For firms scaling to meet data centre demand, the recruitment strategy is now as critical as technical capability. The companies winning on projects are winning on people first.
Three Firms Merge to Form Lynk Engineers
In one of the most interesting structural moves in the MEP sector this year, three long-established Salt Lake City-based firms, Spectrum Engineers , Colvin Engineering Associates , and Envision Engineering, merged on 6 April 2026 to form Lynk Engineers, a combined MEPT practice with approximately 245 employees.
Each of the three firms brought over 30 years of history and complementary strengths across mechanical, electrical, plumbing, and technology systems.
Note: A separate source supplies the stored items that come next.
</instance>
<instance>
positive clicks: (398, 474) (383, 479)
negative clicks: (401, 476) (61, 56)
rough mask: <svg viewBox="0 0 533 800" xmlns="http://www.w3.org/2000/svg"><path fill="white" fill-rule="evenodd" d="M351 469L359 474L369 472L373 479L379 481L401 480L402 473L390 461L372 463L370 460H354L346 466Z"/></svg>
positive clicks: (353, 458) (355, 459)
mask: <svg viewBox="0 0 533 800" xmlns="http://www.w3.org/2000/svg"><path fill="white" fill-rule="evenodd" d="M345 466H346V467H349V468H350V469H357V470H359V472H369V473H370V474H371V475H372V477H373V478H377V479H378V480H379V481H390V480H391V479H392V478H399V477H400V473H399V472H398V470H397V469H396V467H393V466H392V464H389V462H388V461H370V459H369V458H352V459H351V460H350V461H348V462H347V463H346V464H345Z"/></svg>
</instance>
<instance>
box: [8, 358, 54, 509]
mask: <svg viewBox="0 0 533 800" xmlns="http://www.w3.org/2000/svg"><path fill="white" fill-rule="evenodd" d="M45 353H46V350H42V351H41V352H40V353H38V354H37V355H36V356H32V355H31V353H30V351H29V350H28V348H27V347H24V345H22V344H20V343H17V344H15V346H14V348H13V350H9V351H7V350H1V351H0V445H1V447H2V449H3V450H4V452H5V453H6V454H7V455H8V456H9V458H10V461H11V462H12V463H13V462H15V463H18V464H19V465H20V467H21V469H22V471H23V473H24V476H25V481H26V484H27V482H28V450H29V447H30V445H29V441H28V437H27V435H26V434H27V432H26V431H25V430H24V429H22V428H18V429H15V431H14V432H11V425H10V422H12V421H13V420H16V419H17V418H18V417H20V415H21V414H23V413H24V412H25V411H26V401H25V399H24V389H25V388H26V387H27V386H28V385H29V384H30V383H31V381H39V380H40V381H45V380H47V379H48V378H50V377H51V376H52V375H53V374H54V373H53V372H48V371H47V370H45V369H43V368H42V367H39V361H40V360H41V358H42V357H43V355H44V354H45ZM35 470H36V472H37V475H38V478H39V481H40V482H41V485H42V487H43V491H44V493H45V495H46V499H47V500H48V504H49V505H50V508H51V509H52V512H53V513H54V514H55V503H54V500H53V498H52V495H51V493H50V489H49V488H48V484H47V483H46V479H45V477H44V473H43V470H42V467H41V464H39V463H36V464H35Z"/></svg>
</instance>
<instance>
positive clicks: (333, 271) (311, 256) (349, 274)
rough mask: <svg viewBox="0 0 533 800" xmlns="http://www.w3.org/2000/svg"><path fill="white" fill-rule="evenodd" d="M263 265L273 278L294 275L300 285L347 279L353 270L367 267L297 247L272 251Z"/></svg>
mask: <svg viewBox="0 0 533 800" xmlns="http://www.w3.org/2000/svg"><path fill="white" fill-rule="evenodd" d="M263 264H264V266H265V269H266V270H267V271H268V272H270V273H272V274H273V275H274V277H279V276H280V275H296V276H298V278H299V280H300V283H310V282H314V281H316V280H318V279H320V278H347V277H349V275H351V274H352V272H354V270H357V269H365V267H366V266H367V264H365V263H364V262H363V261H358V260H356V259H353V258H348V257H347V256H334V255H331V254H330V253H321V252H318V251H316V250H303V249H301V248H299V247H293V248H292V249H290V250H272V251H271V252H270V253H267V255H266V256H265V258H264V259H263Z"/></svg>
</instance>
Together they have already delivered landmark projects including the new Salt Lake City International Airport, the University of Utah campus infrastructure upgrade, and the Utah State Prison relocation, the kind of programme-scale work that requires the depth and integration only a larger unified entity can provide.
The Lynk story is worth watching. Peer-to-peer mergers of this kind, where no single firm acquires the others, but all parties combine as equals, are a different model to the PE-backed roll-up or large-firm acquisition that dominates M&A headlines. When it works, it preserves culture and client relationships while unlocking the scale to compete for bigger work.
Colliers Engineering Partners with FSB Architects + Engineers
Announced yesterday (12 May), Colliers Engineering & Design has entered into a definitive agreement to partner with Frankfurt-Short-Bruza Associates (FSB), an Oklahoma City-based multidisciplinary engineering and design firm founded in 1945 with over 140 professionals across five offices.
The deal is expected to close in Q2 2026. It follows Colliers’ February announcement of a US$700 million acquisition of Ayesa Engineering, a Spanish multidisciplinary firm, which on completion will see Colliers Engineering operating across 23 countries with nearly 14,000 professionals. Colliers is building a genuinely global engineering platform at pace with building systems and mission-critical expertise playing an increasingly important role.
SGS and the Future of Data Centre Commissioning
One of the most interesting conversations we had at Data Centre World this year was with David Tyrrell, Business Manager for Commissioning, Qualification & Validation at SGS.
SGS’s Data Centre Commissioning offer is a division that’s grown rapidly as hyperscale and co-location operators demand more rigorous, lifecycle-integrated approaches to commissioning. SGS works across the full data centre lifecycle, from design and construction through to commissioning and long-term operations, embedding commissioning as a core component aligned with construction schedules and handover requirements.
In a recent news article, David put it plainly: “Integrated digital commissioning is the fastest path from construction to reliable operations. When commissioning is treated as a strategic function and supported by live system visibility and structured handover data, uncertainty at the most critical transition point is dramatically reduced.”
For owners and developers navigating compressed schedules and escalating infrastructure complexity, commissioning can no longer be viewed as a final phase, it must serve as the digital backbone that aligns construction, quality assurance, and operational readiness into one coordinated delivery strategy.
SGS operates across 115 countries with over 100,000 professionals, and their data centre commissioning practice is actively scaling to meet demand across hyperscale, Tier III, and Tier IV facilities globally. If you haven’t already crossed paths with David’s team, they’re well worth engaging.